DIR: Rodney Ascher PRO: P. David Ebersole, Todd Hughes ED: Rodney Ascher CAST: Jay Weidner, Geoffrey Cocks, Bill Blakemore
Stanley Kubrick had, according to Room 237‘s retinue of commentators, an IQ of over 200. As such, his arc of vision was far more wider than the average cinema punter. The argument set out by Room 237 is that The Shining – easily the finest horror film ever made – is riven with hidden codes, subliminal messages and esoteric meanings. Some of these are reasonably well by film buffs and Kubrick enthusiasts. It’s well documented that Stanley Kubrick wanted to make a film on the Holocaust and that The Shining was, according to some, a way of Kubrick making a film about it. However, this isn’t the only theory about The Shining. Each of the film’s commentators set out their own individual theories and use archive footage from the film to back up their arguments. Some, naturally, seem more plausible than others. For example, the constant use of Native American iconography suggests that the film was commenting on the genocide of Native Americans throughout history. Others are more outlandish. Jay Weidner, a noted conspiracy theorist, sets out a baffling theory of both The Shining‘s hidden meaning and Kubrick himself. Without revealing too much, the theory is out of this world and is, surprisingly, very well evidenced throughout the film.

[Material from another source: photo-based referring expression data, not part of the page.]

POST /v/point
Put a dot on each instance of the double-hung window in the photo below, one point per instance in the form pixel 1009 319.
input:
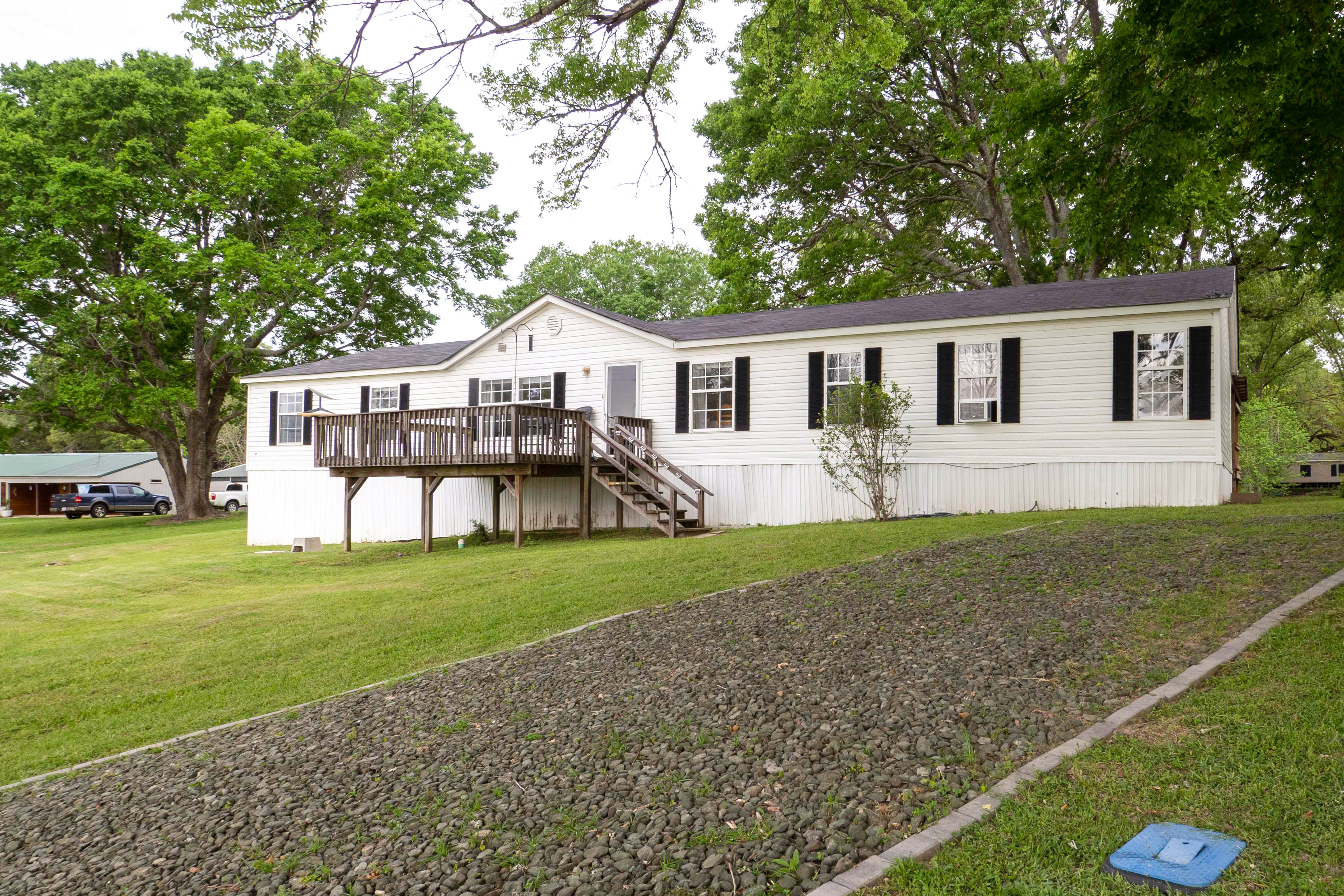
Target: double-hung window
pixel 496 391
pixel 843 369
pixel 1162 375
pixel 534 390
pixel 978 382
pixel 712 396
pixel 291 425
pixel 384 398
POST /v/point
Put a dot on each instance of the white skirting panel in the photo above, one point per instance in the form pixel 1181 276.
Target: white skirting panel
pixel 787 493
pixel 288 504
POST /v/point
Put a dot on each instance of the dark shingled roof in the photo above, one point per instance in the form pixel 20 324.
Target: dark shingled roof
pixel 1107 292
pixel 1083 295
pixel 379 359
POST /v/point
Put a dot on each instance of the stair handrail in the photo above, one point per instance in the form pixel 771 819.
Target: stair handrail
pixel 631 456
pixel 648 449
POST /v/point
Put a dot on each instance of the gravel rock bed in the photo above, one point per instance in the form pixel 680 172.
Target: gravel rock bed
pixel 757 741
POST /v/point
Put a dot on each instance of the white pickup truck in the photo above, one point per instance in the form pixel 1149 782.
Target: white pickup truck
pixel 233 498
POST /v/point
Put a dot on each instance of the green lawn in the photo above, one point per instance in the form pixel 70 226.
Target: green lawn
pixel 148 630
pixel 1257 753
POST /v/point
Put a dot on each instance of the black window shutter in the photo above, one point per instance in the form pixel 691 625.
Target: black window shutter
pixel 873 366
pixel 742 394
pixel 557 389
pixel 683 397
pixel 1010 382
pixel 947 383
pixel 1201 373
pixel 816 390
pixel 1123 375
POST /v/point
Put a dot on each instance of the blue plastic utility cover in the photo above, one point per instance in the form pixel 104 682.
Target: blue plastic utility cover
pixel 1175 858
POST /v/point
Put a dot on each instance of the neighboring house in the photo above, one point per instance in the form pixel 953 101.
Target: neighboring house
pixel 1102 393
pixel 30 480
pixel 1316 471
pixel 219 479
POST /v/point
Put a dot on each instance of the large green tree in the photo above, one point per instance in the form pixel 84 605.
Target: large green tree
pixel 901 164
pixel 167 229
pixel 1260 84
pixel 651 281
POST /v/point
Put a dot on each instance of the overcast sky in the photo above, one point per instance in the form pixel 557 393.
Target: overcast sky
pixel 612 207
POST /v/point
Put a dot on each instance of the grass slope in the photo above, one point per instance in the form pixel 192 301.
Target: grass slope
pixel 1259 753
pixel 150 630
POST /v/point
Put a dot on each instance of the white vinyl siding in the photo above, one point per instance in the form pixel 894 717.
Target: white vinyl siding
pixel 1066 453
pixel 712 396
pixel 291 426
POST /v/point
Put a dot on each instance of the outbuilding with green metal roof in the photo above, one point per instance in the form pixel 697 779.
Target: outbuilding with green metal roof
pixel 27 481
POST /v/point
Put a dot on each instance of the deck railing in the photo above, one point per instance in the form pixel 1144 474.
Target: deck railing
pixel 449 436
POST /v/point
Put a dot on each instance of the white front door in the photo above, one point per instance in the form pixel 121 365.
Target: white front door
pixel 623 390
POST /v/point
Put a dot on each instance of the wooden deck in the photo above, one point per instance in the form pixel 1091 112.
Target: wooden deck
pixel 506 434
pixel 510 444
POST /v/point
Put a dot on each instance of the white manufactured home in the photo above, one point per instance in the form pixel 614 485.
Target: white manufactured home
pixel 1102 393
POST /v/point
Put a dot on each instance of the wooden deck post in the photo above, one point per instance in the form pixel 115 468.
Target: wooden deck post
pixel 353 485
pixel 496 488
pixel 518 511
pixel 585 481
pixel 428 487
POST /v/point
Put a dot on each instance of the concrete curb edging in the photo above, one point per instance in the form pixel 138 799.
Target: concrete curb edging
pixel 346 694
pixel 923 846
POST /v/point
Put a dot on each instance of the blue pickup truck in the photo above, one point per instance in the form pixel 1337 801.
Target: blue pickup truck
pixel 103 499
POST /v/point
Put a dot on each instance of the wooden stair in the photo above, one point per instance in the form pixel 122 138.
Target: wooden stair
pixel 647 502
pixel 647 483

It’s true, Stanley Kubrick was a perfectionist. Nothing on the screen was happenstance. Everything was deliberate. And, as such, The Shining is scrutinised and dissected down to its very core. The film goes into massive detail about Kubrick’s earlier work and career, commenting on how Barry Lyndon – the film prior to The Shining – was ‘made by a bored genius’ and that he wanted to make something more subversive. A lot is made of how Kubrick used various subliminal messaging techniques adopted by advertising agencies throughout The Shining. However, the film doesn’t deal with the making of the film itself or the well-known difficulties that Jack Nicholson, Scatman Crothers or Shelley Duvall had with Kubrick. Little comment is made on the film’s reception or eventual cult status. This is a film for Kubrick enthusiasts and film historians. What’s more interesting is that the film, in a way, comments on how people can read into anything if it’s put under a strong enough microscope. Room 237 is an intriguing documentary that is worth seeing, both by fans of cinema and conspiracy theorists. However, given how the film makes extensive use of footage from The Shining and Eyes Wide Shut, it will be interesting to see if it gets a wide release as most of it was used under Fair Use legislation.